Carmen A. Trutanich, City Attorney, Carlos de la Guerra, Managing Assistant City Attorney and Jess J. Gonzalez, Assistant City Attorney for Plaintiff and Real Parties in Interest.
INTRODUCTION
Monique Lucero petitions for a writ of mandate compelling the trial court to grant her Pitchess motion on the basis that she demonstrated good cause for the discovery. The Los Angeles Police Department (LAPD) asserts that there is no good cause for discovery and that discovery of the requested records is barred by Evidence Code section 1047 because the officer who is the subject of the motion was not involved in Lucero's arrest or detention. We find section 1047 inapplicable to this case because the alleged officer misconduct does not involve Lucero's arrest or detention.
Pitchess v. Superior Court (1974) 11 Cal.3d 531 (Pitchess).
Unless otherwise indicated, all further statutory references are to the Evidence Code.
FACTUAL AND PROCEDURAL BACKGROUND
The following facts are based on evidence presented at the preliminary hearing. On May 12, 2011, Arizona resident Monique Lucero was in Los Angeles visiting her boyfriend, Uriel Mercado, when Mercado was pepper-sprayed in the face by an unknown assailant. Lucero drove Mercado around the neighborhood after the altercation in search of the assailant. At some point during this drive, Lucero slowed down when she approached two men standing on a corner. Mercado then fired four to five shots in the men's direction, but no one was injured. Lucero was charged with attempted murder (Pen. Code, § 664/187(a)) and shooting at an occupied structure (Pen. Code, § 246). She was also alleged to have committed the offenses "for the benefit of, at the direction of, and in association with" a criminal street gang (Pen. Code, § 186.22, subd. (b)).
At the preliminary hearing, LAPD Officer Rick Huerta testified as a gang expert. Huerta testified that, according to a 2006 Field Identification (FI) card that he personally reviewed, Mercado had admitted to being a member of a graffiti "tagging" crew with the acronym "FUA" in 2006. Huerta also testified that the FUA tagging crew had been completely subsumed into the local Lincoln Heights gang in 2006. Based on this information and his expertise, Huerta opined that Mercado was a Lincoln Heights gang member. Huerta also opined that Lucero was a Lincoln Heights gang member because she was given membership by virtue of being Mercado's girlfriend and had a tattoo of Mercado's nickname, which represented her alignment with his gang. Finally, Huerta testified that Lucero acted for the benefit of the gang by following Mercado's driving instructions and driving Mercado around in search of a rival gang member at the time of the shooting.

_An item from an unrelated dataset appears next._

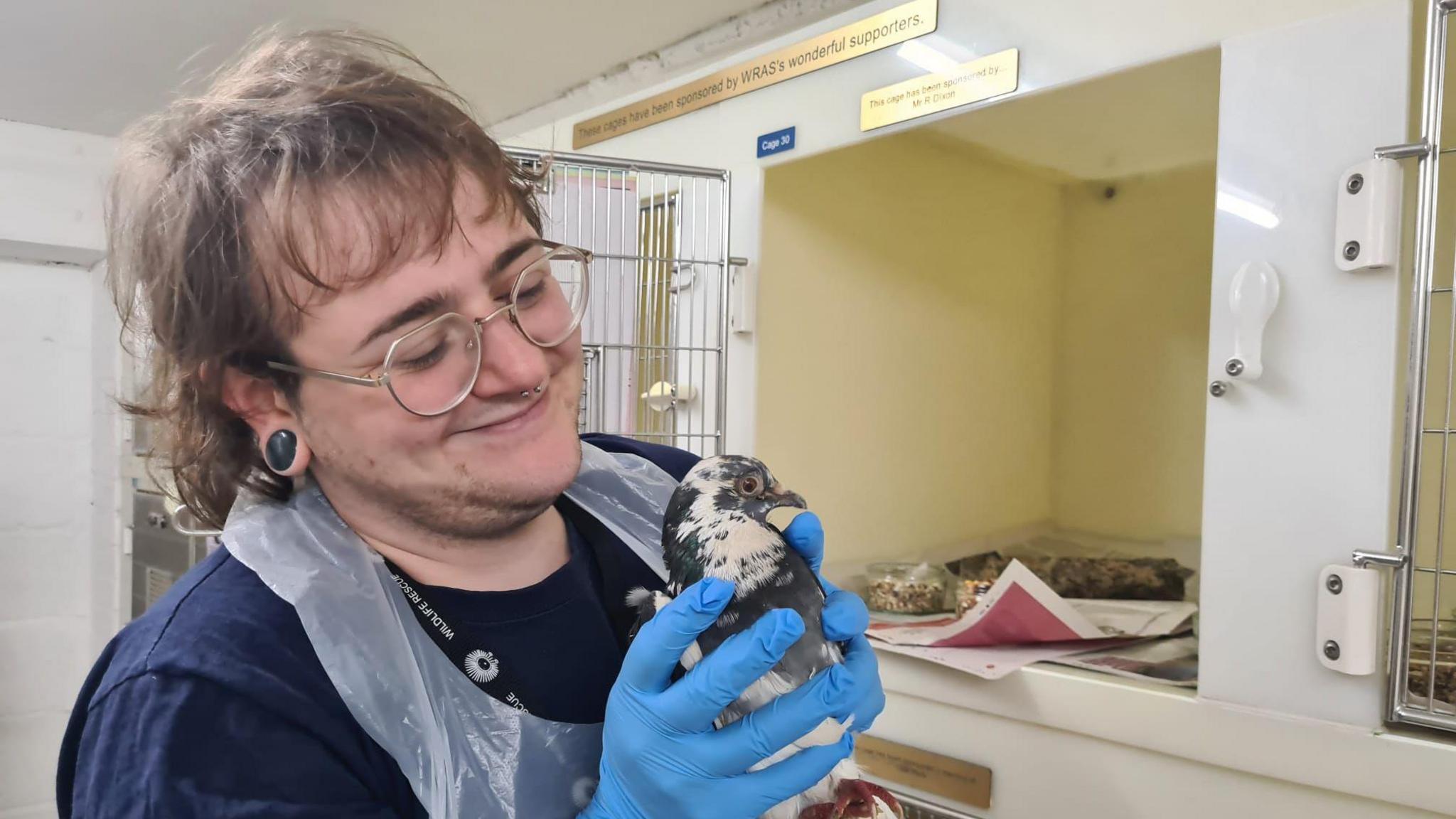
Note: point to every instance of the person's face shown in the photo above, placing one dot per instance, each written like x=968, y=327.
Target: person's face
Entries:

After the preliminary hearing, Lucero's attorney filed a Pitchess motion supported by a declaration seeking discovery of Huerta's personnel records for any evidence of "fabricating evidence, of suppressing exculpatory information and of lying to cover up such misconduct." In support of the motion, Lucero's attorney declared that Huerta committed perjury when he testified that Mercado admitted to being a FUA member in 2006, because there was in fact no evidence documenting any admission of FUA membership from Mercado. The declaration also set forth that, contrary to Huerta's testimony, neither Lucero nor Mercado were driving in search of a rival gang member at the time of the shooting. Lucero's attorney declared that, because there was no evidence of Mercado's alleged gang membership, Huerta also perjured himself when he testified that Lucero was a gang member by association and that she committed the charged crimes for the benefit of a gang.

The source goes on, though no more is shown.